Static-Free Presence

– Topher Endress

I am in a course right now that focuses on both practical counseling skills and the theological/philosophical context for such care. It has quickly become my favorite class, despite the heavy reading and writing work load. Each day before any lesson is taught, we spend the first 5 minutes in intentional silence. While it may seem like a waste of time or money (because I am paying to learn from my master’s), it has been contrarily a source of refreshment and powerful education.

Margaret Kornfeld, an author probably no one but me is familiar with since I’m pretty sure I’m the only one taking Pastoral Care and Theology courses, writes about the baggage each of us walks into situations with. From a counselor’s perspective, it would be very unhealthy and unhelpful to have previous client’s issues still on your mind when a new client arrives. The trick is recognizing what is going on in your own mind, addressing it, removing from your thoughts and then allowing yourself to be fully present with whomever is around you. Yes, it is important for therapists and counselors, but this is important both for and to those being listened to.

As brothers (now and always, until the day we die), we have an obligation to provide space for each other to be heard, listened to and cared for. This is a remarkable opportunity on the flip side, as it is increasingly rare in American culture to have a solid support group. Each of us has, at various times, a slew of of issues that could be helpful to contextualize within the schema of life. Having caring brothers around allows for growth through self-reflection. In order to do this, though, our own thoughts and presuppositions must be removed. Our focus on tertiary things (like schoolwork to be done, ladies to impress, parties to prep for, businesses to start, etc.) when in conversation with others is what is known as “static.” We carry this into interactions and lose out on true connections because of it. Often, it is completely justifiable why we hold on to these thoughts – emotional connections to situations (as in, you just had a family member die and cannot remove them from your thoughts), necessary logistical work (like upcoming papers or tests), or even just items that are more interesting or engaging than what is currently happening (seriously, is that girl single?). But justified or not, bringing static in only hinders effective communication and as a result, retards care.
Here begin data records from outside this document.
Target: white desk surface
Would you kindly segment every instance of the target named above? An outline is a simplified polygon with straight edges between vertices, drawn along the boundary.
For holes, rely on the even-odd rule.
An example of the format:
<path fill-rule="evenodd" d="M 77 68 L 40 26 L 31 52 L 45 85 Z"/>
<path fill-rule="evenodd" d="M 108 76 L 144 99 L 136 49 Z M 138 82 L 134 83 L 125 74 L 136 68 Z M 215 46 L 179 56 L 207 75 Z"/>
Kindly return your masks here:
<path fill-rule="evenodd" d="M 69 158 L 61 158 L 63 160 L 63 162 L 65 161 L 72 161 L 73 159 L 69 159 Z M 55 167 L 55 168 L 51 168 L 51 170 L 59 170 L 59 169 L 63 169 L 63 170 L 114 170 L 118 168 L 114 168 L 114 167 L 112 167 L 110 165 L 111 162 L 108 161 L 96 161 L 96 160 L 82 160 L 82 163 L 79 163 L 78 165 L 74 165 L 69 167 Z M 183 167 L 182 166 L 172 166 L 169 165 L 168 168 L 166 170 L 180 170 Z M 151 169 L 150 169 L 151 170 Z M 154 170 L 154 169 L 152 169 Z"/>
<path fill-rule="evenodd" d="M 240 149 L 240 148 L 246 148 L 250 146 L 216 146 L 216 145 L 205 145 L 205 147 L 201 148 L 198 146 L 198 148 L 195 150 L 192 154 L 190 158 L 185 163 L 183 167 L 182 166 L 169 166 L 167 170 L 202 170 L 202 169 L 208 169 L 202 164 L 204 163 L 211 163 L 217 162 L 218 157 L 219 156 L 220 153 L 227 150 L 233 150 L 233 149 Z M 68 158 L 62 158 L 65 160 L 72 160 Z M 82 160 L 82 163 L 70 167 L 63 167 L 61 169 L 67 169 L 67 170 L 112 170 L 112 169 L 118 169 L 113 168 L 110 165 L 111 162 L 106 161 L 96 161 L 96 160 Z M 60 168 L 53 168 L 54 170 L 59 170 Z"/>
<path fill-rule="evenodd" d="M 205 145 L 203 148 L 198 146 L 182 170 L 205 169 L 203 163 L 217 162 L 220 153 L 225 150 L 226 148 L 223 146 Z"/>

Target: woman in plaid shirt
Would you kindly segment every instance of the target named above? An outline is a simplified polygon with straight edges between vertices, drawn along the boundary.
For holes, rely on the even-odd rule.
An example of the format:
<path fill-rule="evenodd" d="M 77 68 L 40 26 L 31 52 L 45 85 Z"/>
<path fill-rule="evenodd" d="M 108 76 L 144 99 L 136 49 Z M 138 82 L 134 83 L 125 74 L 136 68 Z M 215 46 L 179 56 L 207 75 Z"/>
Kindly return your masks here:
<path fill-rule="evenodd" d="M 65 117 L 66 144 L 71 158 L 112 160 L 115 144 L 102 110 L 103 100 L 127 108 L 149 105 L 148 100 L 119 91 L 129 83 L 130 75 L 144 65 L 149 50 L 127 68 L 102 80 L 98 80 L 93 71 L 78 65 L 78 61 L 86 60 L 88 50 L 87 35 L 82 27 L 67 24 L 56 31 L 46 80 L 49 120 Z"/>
Taking time to empty ones thoughts before engaging a brother is a sure sign of intentional caring. Now, I don’t think every, or even most, interactions warrant this mentality; however, some conversations clearly do. This is the challenge – when a difficult or important topic arises, take a moment to center yourself and focus solely on the other person. This allows us not to paint their words with our own beliefs, and truly hearing someone is one of the most helpful ways to care for them.

This may only be useful once or twice in your college career. If you make a point of opening yourself to being static-free, it will likely happen more and more. Regardless, let yourself be marked by a totally open listening stance. The men around you need it just as you need it from them.